Chemicals in fast food wrappers show up in human blood
Added under Health
Chemicals used to keep grease from leaking through fast food wrappers and microwave popcorn bags are migrating into food, being ingested by people and showing up as contaminants in blood, according to new research at the University of Toronto.
The contaminants are perfluoroalkyls, stable, synthetic chemicals that repel oil, grease, and water.
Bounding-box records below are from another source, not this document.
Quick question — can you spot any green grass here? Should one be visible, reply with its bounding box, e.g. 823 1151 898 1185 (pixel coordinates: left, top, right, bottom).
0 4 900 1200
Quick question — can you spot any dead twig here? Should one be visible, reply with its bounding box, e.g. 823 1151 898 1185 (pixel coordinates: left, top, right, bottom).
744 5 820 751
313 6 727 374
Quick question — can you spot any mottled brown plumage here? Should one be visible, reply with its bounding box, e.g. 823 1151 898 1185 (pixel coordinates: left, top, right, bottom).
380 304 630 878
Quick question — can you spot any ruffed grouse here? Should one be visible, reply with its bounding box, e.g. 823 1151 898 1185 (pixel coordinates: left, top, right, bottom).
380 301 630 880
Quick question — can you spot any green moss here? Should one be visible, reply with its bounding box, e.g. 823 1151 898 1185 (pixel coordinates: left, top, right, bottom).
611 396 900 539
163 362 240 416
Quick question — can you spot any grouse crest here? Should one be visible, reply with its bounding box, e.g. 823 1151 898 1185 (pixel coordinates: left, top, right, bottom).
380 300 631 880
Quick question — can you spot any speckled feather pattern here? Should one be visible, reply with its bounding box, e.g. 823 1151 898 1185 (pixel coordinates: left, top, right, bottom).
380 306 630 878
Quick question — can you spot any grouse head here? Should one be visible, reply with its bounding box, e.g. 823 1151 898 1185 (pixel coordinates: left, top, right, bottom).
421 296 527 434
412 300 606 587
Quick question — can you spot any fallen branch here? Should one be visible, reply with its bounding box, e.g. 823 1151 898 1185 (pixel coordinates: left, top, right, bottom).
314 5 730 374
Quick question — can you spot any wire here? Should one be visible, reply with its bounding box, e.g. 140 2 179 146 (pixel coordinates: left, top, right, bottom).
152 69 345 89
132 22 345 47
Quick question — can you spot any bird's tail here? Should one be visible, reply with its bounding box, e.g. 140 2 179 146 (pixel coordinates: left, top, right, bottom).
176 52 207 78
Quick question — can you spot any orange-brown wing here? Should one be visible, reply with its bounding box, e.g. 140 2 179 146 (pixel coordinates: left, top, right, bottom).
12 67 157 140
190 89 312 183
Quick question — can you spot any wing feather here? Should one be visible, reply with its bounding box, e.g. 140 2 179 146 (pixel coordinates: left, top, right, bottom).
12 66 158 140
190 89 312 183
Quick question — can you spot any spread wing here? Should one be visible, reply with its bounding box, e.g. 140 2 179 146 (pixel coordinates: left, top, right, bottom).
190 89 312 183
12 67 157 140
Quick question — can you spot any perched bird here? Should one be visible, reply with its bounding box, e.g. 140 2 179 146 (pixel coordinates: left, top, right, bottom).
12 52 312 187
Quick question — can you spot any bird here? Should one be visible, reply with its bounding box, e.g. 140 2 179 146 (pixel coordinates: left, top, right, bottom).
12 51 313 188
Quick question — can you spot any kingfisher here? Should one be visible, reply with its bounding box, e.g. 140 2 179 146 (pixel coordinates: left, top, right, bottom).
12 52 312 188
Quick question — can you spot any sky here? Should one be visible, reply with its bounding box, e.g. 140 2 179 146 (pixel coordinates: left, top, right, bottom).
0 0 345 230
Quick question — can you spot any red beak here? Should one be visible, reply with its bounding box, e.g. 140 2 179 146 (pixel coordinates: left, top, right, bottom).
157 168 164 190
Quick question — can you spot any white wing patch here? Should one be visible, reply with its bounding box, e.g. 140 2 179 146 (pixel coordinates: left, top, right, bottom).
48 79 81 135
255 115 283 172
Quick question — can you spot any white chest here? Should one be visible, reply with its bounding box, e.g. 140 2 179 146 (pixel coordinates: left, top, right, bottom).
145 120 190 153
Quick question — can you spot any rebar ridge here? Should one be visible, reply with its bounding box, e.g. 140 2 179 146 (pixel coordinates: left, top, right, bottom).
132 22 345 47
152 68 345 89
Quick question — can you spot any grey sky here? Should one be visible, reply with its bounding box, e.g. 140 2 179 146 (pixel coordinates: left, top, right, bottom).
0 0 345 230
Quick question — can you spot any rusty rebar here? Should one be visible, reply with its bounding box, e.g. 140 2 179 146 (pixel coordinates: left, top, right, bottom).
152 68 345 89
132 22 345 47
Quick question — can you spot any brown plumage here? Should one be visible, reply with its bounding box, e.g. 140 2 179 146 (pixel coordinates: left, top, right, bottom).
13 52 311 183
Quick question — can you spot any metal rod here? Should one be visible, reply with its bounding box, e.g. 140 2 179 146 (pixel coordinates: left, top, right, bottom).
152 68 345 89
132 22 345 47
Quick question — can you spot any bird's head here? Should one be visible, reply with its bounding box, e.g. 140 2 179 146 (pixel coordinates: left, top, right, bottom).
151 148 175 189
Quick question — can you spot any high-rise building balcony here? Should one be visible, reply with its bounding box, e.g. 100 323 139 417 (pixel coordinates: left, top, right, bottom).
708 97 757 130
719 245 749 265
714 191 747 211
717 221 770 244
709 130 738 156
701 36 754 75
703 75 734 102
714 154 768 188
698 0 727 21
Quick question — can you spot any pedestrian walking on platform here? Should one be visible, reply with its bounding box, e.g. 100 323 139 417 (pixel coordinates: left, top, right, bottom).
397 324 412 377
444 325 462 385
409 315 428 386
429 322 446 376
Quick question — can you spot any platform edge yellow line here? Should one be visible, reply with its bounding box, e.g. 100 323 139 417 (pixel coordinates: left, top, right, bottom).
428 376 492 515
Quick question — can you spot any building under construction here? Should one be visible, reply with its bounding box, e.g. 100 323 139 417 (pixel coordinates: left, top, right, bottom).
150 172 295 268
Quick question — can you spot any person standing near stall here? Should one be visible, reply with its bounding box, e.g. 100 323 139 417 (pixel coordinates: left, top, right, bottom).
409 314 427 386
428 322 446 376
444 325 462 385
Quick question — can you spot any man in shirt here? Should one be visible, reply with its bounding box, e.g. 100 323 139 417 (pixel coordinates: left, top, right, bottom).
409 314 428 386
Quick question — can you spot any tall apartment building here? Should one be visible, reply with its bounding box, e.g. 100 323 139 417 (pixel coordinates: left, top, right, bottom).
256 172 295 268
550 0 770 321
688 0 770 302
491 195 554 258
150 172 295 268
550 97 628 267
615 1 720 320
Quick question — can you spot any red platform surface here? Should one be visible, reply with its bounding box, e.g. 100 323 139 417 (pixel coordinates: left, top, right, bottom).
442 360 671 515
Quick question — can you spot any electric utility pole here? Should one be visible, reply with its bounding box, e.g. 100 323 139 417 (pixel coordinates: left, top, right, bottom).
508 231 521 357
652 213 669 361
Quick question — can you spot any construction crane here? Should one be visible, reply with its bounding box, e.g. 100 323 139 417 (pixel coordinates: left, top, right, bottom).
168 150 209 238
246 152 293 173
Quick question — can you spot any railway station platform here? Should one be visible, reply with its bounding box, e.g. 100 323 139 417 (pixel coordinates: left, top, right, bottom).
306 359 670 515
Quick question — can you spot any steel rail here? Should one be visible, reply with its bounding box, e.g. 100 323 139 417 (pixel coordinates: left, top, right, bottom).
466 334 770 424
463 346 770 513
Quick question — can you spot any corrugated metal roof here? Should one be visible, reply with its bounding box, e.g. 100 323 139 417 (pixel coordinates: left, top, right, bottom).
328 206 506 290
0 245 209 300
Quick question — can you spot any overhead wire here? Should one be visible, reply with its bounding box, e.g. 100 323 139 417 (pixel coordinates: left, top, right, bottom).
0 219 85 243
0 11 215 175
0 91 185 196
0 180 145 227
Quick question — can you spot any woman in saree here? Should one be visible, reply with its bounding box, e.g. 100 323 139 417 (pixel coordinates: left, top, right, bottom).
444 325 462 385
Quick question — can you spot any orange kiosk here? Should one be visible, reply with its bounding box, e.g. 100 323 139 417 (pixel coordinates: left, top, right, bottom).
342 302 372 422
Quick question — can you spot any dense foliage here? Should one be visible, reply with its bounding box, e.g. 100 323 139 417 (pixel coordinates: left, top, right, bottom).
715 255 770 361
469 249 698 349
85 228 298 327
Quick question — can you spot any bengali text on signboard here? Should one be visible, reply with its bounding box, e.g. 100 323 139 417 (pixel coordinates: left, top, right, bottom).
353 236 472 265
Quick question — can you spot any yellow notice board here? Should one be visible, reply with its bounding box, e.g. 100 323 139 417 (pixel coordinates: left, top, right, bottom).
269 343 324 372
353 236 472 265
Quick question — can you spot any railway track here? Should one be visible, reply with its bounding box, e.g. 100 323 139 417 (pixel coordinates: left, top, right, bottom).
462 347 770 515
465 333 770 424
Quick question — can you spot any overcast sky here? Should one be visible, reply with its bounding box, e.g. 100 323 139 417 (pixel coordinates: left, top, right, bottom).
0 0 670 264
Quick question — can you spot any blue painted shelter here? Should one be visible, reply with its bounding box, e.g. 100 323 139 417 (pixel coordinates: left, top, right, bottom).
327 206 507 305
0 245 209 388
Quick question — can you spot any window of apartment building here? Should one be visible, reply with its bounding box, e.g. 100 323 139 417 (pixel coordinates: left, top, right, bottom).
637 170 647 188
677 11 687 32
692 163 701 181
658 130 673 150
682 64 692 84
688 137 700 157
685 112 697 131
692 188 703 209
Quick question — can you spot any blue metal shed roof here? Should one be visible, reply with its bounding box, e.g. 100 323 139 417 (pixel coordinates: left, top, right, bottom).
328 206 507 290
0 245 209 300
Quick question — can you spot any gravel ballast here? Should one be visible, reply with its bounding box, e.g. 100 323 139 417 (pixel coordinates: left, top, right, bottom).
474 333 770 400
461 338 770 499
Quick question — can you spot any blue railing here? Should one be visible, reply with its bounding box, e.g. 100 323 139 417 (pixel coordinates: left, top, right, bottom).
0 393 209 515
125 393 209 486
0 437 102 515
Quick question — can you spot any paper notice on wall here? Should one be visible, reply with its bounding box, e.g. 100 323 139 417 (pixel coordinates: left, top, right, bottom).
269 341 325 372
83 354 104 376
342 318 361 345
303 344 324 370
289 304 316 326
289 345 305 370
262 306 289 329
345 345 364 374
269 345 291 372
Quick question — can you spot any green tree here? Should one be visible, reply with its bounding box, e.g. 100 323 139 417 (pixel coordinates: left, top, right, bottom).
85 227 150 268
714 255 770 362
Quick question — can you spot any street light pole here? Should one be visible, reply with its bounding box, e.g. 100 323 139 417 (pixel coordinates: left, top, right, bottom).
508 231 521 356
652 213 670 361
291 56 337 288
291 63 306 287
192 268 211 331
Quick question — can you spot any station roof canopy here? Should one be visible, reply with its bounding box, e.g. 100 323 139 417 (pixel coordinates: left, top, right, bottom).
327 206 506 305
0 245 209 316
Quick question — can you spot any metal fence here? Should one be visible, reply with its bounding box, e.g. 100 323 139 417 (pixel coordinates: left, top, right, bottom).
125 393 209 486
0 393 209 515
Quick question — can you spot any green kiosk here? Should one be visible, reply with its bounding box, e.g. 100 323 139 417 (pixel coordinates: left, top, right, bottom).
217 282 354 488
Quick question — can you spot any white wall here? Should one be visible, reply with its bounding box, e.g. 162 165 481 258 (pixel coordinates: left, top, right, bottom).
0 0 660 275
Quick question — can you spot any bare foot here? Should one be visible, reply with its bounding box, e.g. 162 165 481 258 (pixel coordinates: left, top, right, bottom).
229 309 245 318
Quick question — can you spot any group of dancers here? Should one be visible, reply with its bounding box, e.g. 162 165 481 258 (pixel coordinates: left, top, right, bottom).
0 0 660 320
They are used in surface protection products such as carpet and clothing treatments and coating for paper and cardboard packaging.
Earlier research by University of Toronto environmental chemists Scott Mabury and Jessica D'eon, established in 2007 that the wrappers are a source of these chemicals in human blood. Their new study shows that perfluorinated chemicals can migrate from wrappers into food.
The specific chemicals studied are polyfluoroalkyl phosphate esters, or PAPs, breakdown products of the perfluorinated carboxylic acids, or PFCAs, which are used in coating the food wrappers.
"We suspected that a major source of human PFCA exposure may be the consumption and metabolism of polyfluoroalkyl phosphate esters, or PAPs," said D'eon, a graduate student in the University of Toronto's Department of Chemistry.
"PAPs are applied as greaseproofing agents to paper food contact packaging such as fast food wrappers and microwave popcorn bags," she explained.